Он водил Голенищева-Кутузова с собой повсюду: к Стасову, к Шестаковой, к Петровым. В присутствии Голенищева-Кутузова исполнялись многие новые сочинения Мусоргского. То, в чем друзья Модеста видели реализм, иной раз казалось Голенищеву негармоничным и слишком натуральным, но спорить он не осмеливался. Мнения свои он держал при себе и в редких случаях высказывал их автору. Мусоргский долгое время был уверен, что Голенищев изменится, что скептицизм пройдет и меланхолия уступит место деятельному стремлению к правде.
Но оказалось, что не Мусоргский подчинил себе Голенищева-Кутузова, а, наоборот, тот его. Достаточно было Мусоргскому пережить провал надежд, отход Кюи, поношения критиков, чтобы безверие нашло для себя почву в его душе.
Реалист, он с такой же реальностью, с какой описывал прежде жизнь, стал описывать собственные
Ему казалось, что все вокруг придушено. Живые силы общества разгромлены; угнетение после годов реформ стало не меньшим, а большим.
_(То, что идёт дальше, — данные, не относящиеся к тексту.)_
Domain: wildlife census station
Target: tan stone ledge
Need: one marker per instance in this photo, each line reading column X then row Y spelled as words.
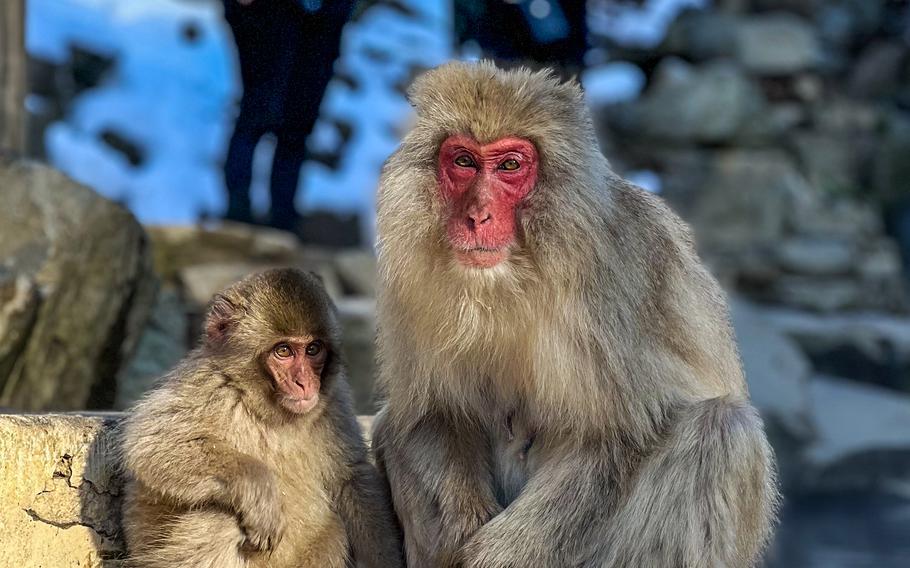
column 59, row 491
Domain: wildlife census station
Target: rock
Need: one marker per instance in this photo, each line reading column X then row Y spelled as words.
column 776, row 122
column 356, row 269
column 877, row 70
column 202, row 281
column 358, row 326
column 88, row 259
column 746, row 200
column 776, row 369
column 827, row 216
column 869, row 347
column 862, row 438
column 701, row 35
column 815, row 256
column 19, row 299
column 708, row 104
column 824, row 295
column 164, row 341
column 844, row 116
column 178, row 247
column 892, row 169
column 830, row 162
column 59, row 492
column 849, row 22
column 776, row 43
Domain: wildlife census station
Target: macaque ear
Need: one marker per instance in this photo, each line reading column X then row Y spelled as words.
column 221, row 319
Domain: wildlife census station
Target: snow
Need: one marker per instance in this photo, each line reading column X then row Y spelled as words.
column 613, row 83
column 632, row 25
column 171, row 97
column 175, row 99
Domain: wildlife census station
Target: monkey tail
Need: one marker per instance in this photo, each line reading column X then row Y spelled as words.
column 706, row 498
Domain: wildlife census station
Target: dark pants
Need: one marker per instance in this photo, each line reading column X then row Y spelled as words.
column 286, row 56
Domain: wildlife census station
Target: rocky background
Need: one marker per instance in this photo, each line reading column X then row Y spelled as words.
column 780, row 129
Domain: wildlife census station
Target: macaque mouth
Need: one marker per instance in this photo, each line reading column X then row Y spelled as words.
column 481, row 257
column 299, row 396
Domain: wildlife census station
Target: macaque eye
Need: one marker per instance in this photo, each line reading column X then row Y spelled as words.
column 283, row 351
column 510, row 165
column 314, row 348
column 465, row 161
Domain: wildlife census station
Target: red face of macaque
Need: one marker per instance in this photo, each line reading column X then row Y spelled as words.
column 482, row 186
column 296, row 366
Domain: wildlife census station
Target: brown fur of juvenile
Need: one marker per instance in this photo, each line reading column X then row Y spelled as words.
column 583, row 405
column 214, row 466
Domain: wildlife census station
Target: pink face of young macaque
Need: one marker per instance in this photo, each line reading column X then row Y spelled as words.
column 482, row 186
column 296, row 366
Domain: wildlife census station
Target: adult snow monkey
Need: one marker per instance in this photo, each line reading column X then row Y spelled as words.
column 561, row 382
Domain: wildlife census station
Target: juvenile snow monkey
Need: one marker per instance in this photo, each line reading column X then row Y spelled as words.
column 249, row 454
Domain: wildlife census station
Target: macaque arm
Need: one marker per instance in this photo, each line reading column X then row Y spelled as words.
column 365, row 507
column 441, row 484
column 702, row 499
column 196, row 471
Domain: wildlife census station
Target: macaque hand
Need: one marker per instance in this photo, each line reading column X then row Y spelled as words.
column 259, row 510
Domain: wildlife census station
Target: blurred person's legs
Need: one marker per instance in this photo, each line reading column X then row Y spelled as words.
column 290, row 153
column 238, row 166
column 286, row 58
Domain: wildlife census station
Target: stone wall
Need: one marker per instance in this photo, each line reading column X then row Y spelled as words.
column 60, row 491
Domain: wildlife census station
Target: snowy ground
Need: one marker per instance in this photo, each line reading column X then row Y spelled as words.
column 175, row 98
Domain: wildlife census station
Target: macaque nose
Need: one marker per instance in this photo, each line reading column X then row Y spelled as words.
column 478, row 218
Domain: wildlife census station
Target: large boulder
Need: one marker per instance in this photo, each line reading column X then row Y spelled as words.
column 711, row 104
column 76, row 285
column 777, row 43
column 60, row 490
column 862, row 438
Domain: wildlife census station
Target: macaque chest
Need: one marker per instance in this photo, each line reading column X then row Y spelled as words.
column 513, row 450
Прежде помещики угнетали народ; на смену им пришли алчные стяжатели – промышленники.
– Черт побрал бы этих биржевиков, этих разгаданных сфинксов девятнадцатого века! – говорил Мусоргский, видя в Голенищеве-Кутузове единомышленника.
Они поселились вдвоем на Шпалерной улице, и утешением для Модеста служила возможность излить перед другом горечь души.
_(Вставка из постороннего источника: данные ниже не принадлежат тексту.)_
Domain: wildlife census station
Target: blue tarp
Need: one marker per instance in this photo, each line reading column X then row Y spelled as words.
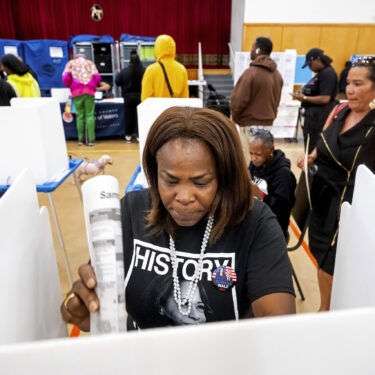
column 136, row 38
column 48, row 59
column 13, row 43
column 90, row 38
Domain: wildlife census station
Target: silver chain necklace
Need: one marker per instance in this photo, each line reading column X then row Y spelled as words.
column 182, row 302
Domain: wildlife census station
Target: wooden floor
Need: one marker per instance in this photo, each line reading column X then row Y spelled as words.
column 125, row 160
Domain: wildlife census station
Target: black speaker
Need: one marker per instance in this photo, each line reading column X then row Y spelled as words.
column 103, row 63
column 102, row 49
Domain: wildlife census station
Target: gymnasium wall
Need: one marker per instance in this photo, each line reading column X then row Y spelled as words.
column 339, row 41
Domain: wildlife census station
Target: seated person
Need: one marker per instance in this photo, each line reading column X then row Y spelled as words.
column 270, row 172
column 197, row 217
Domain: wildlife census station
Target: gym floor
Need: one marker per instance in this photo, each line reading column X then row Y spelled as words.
column 125, row 158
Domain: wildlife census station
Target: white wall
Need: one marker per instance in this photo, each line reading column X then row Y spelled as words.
column 317, row 11
column 236, row 24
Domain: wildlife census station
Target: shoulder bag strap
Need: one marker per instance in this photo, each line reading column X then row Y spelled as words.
column 166, row 79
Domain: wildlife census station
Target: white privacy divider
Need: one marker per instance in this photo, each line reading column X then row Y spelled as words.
column 32, row 136
column 354, row 277
column 151, row 108
column 30, row 292
column 340, row 342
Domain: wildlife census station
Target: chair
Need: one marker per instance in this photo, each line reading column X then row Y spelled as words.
column 301, row 213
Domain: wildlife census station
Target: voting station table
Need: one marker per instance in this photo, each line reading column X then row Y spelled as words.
column 49, row 187
column 109, row 120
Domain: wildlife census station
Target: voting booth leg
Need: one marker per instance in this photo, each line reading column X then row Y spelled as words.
column 297, row 283
column 65, row 257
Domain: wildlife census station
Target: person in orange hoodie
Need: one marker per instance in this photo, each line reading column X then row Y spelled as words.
column 154, row 83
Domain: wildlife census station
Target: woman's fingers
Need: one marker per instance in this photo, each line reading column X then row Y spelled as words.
column 87, row 275
column 82, row 299
column 86, row 296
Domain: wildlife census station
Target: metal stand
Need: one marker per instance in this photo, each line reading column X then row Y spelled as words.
column 59, row 235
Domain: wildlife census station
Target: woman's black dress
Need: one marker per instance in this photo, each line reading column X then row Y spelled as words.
column 350, row 149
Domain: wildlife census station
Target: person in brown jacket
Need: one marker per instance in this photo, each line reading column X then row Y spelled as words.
column 256, row 96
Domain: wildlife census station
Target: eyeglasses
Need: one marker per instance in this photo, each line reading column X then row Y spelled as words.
column 364, row 61
column 254, row 131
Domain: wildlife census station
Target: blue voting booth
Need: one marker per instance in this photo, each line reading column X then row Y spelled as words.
column 11, row 46
column 48, row 59
column 302, row 75
column 90, row 38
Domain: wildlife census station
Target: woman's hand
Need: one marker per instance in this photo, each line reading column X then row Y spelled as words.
column 81, row 300
column 310, row 159
column 256, row 191
column 298, row 96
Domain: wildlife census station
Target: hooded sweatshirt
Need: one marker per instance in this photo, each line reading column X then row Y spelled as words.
column 24, row 86
column 277, row 181
column 257, row 93
column 81, row 76
column 154, row 83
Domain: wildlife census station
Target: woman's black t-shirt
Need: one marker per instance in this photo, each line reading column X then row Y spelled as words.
column 254, row 249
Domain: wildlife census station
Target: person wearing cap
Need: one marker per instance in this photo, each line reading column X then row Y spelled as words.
column 318, row 95
column 256, row 96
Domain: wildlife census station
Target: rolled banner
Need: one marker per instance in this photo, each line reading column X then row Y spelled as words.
column 104, row 233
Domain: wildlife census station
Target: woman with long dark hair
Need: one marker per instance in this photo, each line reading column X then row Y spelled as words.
column 318, row 95
column 197, row 217
column 347, row 140
column 19, row 77
column 129, row 79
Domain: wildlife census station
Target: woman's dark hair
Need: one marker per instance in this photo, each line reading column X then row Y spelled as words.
column 233, row 199
column 14, row 64
column 264, row 44
column 262, row 134
column 369, row 63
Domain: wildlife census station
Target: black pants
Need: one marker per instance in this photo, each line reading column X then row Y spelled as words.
column 131, row 117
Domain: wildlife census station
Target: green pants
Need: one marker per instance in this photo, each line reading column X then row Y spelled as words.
column 85, row 106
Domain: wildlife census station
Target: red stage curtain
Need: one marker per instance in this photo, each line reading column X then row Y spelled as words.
column 187, row 21
column 7, row 30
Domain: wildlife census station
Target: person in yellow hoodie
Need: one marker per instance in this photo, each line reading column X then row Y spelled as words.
column 154, row 83
column 18, row 76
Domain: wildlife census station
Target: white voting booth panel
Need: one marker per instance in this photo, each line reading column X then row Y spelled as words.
column 353, row 284
column 32, row 136
column 340, row 342
column 30, row 292
column 61, row 94
column 151, row 108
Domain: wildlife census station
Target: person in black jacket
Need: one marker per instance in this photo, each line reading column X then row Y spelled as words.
column 130, row 79
column 273, row 181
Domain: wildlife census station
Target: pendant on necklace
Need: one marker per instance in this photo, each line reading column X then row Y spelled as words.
column 224, row 278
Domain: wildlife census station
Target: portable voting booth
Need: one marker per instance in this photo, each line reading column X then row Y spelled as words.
column 355, row 256
column 30, row 288
column 14, row 47
column 32, row 136
column 338, row 342
column 48, row 59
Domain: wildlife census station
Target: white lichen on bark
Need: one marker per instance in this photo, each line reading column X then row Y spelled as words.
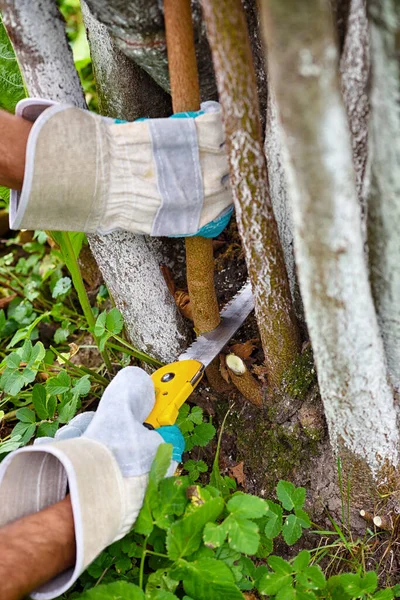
column 228, row 37
column 384, row 196
column 129, row 264
column 355, row 72
column 339, row 310
column 280, row 198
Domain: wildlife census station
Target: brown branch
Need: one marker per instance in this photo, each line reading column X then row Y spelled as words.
column 228, row 37
column 186, row 96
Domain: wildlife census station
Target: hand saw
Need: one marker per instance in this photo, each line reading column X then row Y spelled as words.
column 175, row 382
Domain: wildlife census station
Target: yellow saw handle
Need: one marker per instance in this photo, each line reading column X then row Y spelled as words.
column 173, row 385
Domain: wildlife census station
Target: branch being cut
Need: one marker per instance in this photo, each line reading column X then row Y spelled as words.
column 186, row 97
column 340, row 315
column 228, row 37
column 384, row 196
column 130, row 264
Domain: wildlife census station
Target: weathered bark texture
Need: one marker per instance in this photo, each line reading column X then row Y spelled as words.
column 355, row 71
column 138, row 30
column 130, row 264
column 185, row 92
column 384, row 197
column 279, row 197
column 349, row 355
column 133, row 94
column 227, row 33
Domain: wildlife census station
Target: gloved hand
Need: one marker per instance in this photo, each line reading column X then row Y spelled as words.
column 104, row 458
column 89, row 173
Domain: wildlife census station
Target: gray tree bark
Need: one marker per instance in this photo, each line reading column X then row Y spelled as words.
column 348, row 350
column 129, row 264
column 383, row 201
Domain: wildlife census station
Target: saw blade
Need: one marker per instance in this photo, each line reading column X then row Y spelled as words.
column 206, row 347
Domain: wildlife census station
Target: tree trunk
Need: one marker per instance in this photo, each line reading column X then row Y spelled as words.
column 130, row 264
column 138, row 29
column 355, row 72
column 383, row 201
column 341, row 319
column 227, row 33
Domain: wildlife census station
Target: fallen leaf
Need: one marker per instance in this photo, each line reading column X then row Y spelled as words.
column 261, row 372
column 224, row 369
column 245, row 349
column 6, row 301
column 182, row 301
column 237, row 473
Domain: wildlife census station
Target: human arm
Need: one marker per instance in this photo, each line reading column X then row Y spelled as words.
column 35, row 549
column 159, row 177
column 14, row 133
column 104, row 459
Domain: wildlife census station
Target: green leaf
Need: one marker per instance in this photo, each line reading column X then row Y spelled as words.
column 25, row 430
column 62, row 287
column 274, row 522
column 247, row 506
column 201, row 436
column 302, row 518
column 11, row 85
column 172, row 500
column 119, row 590
column 289, row 496
column 26, row 415
column 61, row 335
column 185, row 535
column 301, row 561
column 214, row 535
column 207, row 579
column 68, row 410
column 271, row 583
column 59, row 384
column 160, row 595
column 243, row 534
column 387, row 594
column 47, row 429
column 100, row 325
column 311, row 578
column 114, row 321
column 39, row 400
column 144, row 523
column 279, row 565
column 357, row 586
column 11, row 444
column 82, row 386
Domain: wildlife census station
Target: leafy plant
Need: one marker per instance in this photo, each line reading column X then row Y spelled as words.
column 190, row 542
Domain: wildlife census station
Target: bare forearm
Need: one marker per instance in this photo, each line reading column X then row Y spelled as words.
column 35, row 549
column 14, row 132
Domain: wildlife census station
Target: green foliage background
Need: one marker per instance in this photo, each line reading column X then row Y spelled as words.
column 191, row 541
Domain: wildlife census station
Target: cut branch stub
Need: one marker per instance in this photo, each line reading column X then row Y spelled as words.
column 228, row 37
column 241, row 377
column 186, row 97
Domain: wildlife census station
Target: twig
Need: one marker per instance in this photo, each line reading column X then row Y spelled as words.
column 185, row 93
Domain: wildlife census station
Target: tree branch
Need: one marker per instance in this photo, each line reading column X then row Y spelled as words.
column 228, row 37
column 384, row 197
column 130, row 264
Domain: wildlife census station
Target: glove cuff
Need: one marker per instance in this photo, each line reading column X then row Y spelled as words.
column 104, row 504
column 86, row 173
column 65, row 179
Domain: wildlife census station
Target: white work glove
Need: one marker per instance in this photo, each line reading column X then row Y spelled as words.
column 104, row 458
column 161, row 177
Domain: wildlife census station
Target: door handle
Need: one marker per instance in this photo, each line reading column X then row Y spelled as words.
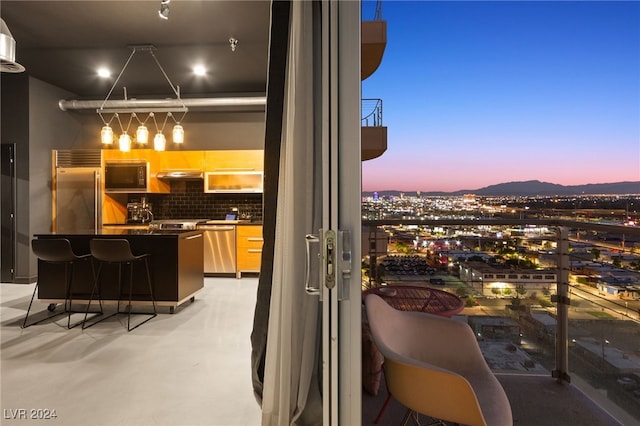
column 310, row 287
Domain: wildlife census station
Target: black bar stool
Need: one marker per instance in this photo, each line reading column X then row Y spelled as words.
column 59, row 251
column 118, row 252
Мусоргскому ненавистно было капиталистическое перерождение страны, как прежде ненавистно было рабство огромного класса крестьян. Он сознавал, что до свободы так же далеко, как прежде, но как бороться с угнетением, не знал.
Голенищев-Кутузов пытался убедить его в том, что дело не в общественном устройстве и не в политике властей:
– Жизнь, Модест, вообще полна печали и разочарований. Сколько бы ни боролись за счастье, уловить его невозможно.
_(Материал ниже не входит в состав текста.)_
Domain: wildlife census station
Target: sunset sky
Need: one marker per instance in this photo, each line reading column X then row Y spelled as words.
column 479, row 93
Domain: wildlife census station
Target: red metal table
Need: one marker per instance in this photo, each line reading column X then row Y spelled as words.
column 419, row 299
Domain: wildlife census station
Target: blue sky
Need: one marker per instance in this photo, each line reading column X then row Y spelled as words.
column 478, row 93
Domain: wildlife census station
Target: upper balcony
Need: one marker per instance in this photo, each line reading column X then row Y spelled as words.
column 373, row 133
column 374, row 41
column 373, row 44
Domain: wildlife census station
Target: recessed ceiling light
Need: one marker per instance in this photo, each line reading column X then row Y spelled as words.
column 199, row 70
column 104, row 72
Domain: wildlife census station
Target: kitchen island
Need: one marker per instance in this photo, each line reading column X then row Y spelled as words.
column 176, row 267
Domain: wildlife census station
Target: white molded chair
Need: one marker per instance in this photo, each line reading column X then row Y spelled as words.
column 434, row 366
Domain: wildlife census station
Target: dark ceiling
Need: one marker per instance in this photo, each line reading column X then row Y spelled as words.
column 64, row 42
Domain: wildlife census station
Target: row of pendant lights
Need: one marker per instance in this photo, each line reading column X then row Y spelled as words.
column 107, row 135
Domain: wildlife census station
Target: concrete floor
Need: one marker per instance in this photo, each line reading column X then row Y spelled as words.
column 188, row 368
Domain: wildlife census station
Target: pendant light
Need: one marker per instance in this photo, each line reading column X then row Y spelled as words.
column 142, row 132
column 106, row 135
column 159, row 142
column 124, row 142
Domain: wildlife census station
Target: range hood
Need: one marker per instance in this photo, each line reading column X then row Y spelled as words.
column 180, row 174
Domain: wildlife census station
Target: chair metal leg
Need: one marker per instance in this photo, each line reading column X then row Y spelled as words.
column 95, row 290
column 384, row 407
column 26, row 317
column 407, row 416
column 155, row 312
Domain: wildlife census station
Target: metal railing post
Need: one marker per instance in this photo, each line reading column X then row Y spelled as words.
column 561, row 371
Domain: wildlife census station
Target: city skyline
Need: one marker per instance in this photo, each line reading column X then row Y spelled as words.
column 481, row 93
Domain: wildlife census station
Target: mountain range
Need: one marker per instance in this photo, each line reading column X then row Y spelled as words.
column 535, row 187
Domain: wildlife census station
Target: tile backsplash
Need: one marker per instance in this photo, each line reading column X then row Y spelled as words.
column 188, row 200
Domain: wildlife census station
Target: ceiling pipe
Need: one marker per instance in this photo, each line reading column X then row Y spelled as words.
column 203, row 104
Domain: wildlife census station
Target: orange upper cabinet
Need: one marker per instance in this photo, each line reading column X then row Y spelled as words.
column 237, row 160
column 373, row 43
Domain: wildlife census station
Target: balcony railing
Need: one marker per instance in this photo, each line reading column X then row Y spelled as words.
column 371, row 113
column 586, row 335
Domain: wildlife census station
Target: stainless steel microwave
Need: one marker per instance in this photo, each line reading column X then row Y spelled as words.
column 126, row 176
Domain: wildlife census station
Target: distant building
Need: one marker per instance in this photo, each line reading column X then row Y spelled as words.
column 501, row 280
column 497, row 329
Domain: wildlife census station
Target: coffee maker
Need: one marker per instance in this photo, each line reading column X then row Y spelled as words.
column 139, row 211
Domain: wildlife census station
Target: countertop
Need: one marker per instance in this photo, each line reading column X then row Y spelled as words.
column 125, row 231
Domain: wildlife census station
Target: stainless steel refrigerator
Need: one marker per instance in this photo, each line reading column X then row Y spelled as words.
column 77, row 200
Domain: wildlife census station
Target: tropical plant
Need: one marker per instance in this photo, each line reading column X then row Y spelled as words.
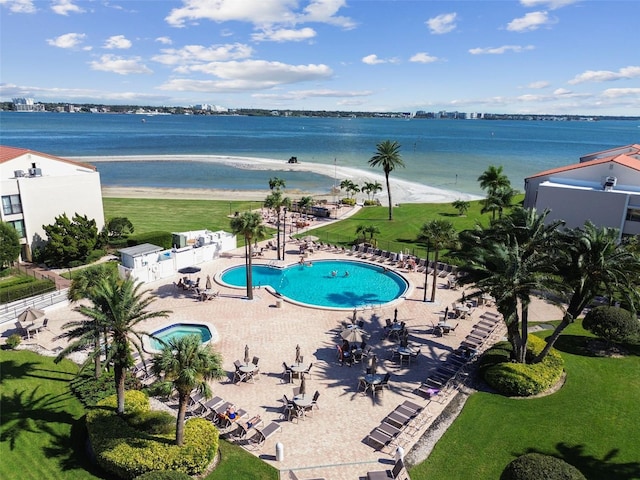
column 277, row 201
column 439, row 234
column 188, row 365
column 118, row 308
column 388, row 157
column 9, row 245
column 462, row 206
column 249, row 225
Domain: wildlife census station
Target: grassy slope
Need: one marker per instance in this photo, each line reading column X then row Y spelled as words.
column 591, row 423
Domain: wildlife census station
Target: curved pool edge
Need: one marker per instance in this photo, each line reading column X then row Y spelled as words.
column 401, row 298
column 146, row 341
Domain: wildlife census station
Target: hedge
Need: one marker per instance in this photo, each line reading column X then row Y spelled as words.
column 523, row 380
column 128, row 452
Мусоргский спорил. Голенищев-Кутузов действовал на него иными средствами: настроениями, меланхолической лирикой своих стихов.
Его поэзию Мусоргский любил. Он слушал стихи подперев голову, в позе усталости. Мысли друга и особенно его звучные строки находили во впечатлительной и опечаленной душе музыканта почву. Мусоргскому самому надо было выразить горечь своего сердца. Работать после «Бориса» хотелось, нужен был лишь соответствующий настроению материал. Таким оказался цикл стихов Голенищева «Без солнца».
Прежде, демократ и борец, Мусоргский этой печальной стороной никогда не ходил, а тут дружба со скептиком, неверие в жизнь, собственные разочарования толкнули его на тягостный путь пессимизма.
На травлю «Бориса» и на мрачные настроения, царившие в его душе, ответил Мусоргский циклом песен «Без солнца».
Голенищев уверял Модеста, что это самое лучшее из всего, что тот создал, что тут раскрылось истинное его дарование и способность читать в человеческих душах. Мусоргский сочинял песни о праздном, шумном дне, который окончен, об одинокой ночи. Тема одиночества выступала в них с едкой и горестной силой.
Но весь уйти в свою горечь он не мог; любое живое явление волновало его по-прежнему.
Публика шумела по поводу выставки Верещагина. Из туркестанского похода художник привез много картин и этюдов, в которых изобразил жестокую правду войны. Поднялся шум неистовый. Газеты стали обвинять Верещагина в том, что он исказил правду, а военные вопили, что в картинах его оклеветана армия. Подавленный бранью и криками, Верещагин сам изрезал ножом три наиболее правдивые картины.
Мусоргский успел побывать на выставке до того, как произошла эта трагедия. Услышав о ней несколько дней спустя, он вернулся домой взволнованный:
– Арсений, друг, ты помнишь «Забытого»? Так вот – его больше нет! Гениальное творение уничтожено.
Голенищев-Кутузов принял известие сдержанно: оно укладывалось в его понимание жизни.
– Да, многое пропадает. Столько бессмысленного мы подчас делаем… Жаль картину, она запомнилась мне. Но еще больше жаль автора.
– Наш с тобой долг восстановить ее. Найди, Арсений, слова для нее, а я постараюсь дать ей музыкальное воплощение.
Голенищев отнесся к этому без особой горячности, но идея картины, жестокой ли прямотой своей или чем иным, была близка ему все же.